Sorry to say that I sent back two of the small plow planes! I had read about problems with the depth stop slipping and sure enough the first one I received slipped. Called Lee Valley who suggested cleaning with mineral spirits and sanding post-worked for one or two cuts then slipped again. Returned and got replacement that slipped too. Very disappointed with the tool but thankful for their customer service. Tool is beautiful to handle and use other than that but when plowing a 1/4" groove in a 1/2" drawer side you can't risk having the depth stop slip!


----------



## rwe2156 (May 7, 2014)

True they are ready to use, but I always polish the back and check for flatness, whether Veritas or LN. Granted, I've never had one that wasn't pretty much flat, but it never takes more than a couple minutes so I believe taking a few minutes to polish and just touch up a microbevel is worthwhile.

Great purchase its def on my list as soon as a project comes up to justify it 'll get one.


----------



## derekcohen (Jul 15, 2007)

There have been reports from others of slipping depth stops on the LV Small Plow. The problem is that the steel rod is too well made! It is shiny and, thus, more "slippery".

One fix is to roughen the rod with 240 grit sandpaper. For many that is enough.

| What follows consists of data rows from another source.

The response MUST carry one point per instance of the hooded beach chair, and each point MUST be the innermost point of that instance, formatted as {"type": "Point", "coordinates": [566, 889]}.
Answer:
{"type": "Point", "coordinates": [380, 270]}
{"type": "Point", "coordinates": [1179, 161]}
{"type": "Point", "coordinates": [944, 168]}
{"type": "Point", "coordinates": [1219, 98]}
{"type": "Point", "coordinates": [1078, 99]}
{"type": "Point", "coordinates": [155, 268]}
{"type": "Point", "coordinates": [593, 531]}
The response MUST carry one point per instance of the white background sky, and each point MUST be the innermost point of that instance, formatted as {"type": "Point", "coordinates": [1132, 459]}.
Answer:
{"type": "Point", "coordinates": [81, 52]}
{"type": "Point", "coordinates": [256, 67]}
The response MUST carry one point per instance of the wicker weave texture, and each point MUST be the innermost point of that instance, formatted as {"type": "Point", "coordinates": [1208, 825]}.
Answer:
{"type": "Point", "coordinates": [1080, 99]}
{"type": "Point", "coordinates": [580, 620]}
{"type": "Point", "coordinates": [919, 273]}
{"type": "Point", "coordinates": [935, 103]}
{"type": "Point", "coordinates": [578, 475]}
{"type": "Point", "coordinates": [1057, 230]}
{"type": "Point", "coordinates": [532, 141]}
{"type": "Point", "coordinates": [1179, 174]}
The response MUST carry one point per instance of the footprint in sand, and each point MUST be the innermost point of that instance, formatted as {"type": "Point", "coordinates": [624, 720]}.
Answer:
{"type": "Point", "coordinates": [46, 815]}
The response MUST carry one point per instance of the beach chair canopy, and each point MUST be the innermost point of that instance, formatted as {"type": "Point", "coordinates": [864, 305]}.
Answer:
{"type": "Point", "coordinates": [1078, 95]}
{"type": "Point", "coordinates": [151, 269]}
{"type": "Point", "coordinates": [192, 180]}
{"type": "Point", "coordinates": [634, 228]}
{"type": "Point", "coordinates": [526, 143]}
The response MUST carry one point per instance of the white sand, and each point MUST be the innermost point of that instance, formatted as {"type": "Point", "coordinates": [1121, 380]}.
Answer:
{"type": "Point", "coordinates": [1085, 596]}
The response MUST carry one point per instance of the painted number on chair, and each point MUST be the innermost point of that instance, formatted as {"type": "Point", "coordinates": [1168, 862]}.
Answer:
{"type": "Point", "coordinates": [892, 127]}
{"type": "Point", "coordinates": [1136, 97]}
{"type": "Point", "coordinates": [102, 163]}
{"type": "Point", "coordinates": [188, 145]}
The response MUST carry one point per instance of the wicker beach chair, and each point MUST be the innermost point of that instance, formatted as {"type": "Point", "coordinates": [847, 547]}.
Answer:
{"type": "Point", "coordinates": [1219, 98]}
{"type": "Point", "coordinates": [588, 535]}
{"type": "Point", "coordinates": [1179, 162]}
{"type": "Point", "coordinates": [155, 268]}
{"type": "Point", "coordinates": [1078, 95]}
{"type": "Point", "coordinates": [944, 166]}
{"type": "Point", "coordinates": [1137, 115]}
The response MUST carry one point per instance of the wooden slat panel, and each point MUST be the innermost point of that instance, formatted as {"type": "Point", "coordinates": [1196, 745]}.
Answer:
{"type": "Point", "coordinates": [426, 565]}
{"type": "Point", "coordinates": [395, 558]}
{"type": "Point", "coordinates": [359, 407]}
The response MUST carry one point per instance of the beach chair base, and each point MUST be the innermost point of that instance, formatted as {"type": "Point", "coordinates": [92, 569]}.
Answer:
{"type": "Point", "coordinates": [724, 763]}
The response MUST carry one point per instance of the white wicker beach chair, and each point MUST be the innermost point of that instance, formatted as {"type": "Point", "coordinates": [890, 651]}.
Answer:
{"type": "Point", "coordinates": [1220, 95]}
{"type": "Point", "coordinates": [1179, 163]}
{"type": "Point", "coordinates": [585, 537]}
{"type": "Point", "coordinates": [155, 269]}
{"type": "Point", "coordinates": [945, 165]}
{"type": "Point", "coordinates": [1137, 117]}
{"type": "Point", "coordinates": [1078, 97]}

I did that but also added a screw slot to all the knobs on all my LV planes. The obvious reason is that this enables the clamp to be tightened more. The other reason is that it enables the knob to be loosened more easily. All without damaging the knob (otherwise one is forced to resort to vise grips, which tear up the knurling).



















Regards from Perth

Derek


----------



## woodworksbyjohn (Jan 11, 2011)

I've seen others mention cutting a slot and I'm certain, based on your reputation, that it works and is a good solution. I suppose I'm being stubborn in thinking that a brand new tool from a reputable company should perform flawlessly right "out of the box". I don't mind adjusting and retrofitting a used tool but at almost $300.00 I don't feel I should have to do that!


----------



## Sylvain (Jul 23, 2011)

I would suggest something like this ;










I didn't try it because unfortunately I don't own such a plane.


----------



## woodworksbyjohn (Jan 11, 2011)

Thanks Sylvain, That looks like it would work and reminds me of a more industrial type of spanner wrench. After two planes and the same problem I got a full refund and supposedly they will tell me what the problem was. I'm not holding my breath for that one! I just feel that a Veritas, with a tool that costs close to $300.00 should have perfected the depth stop before sending the tool out to the public. I am going to wait until Lie-Nielsen comes out with their plow plane and if my budget allows purchase one of theirs.


----------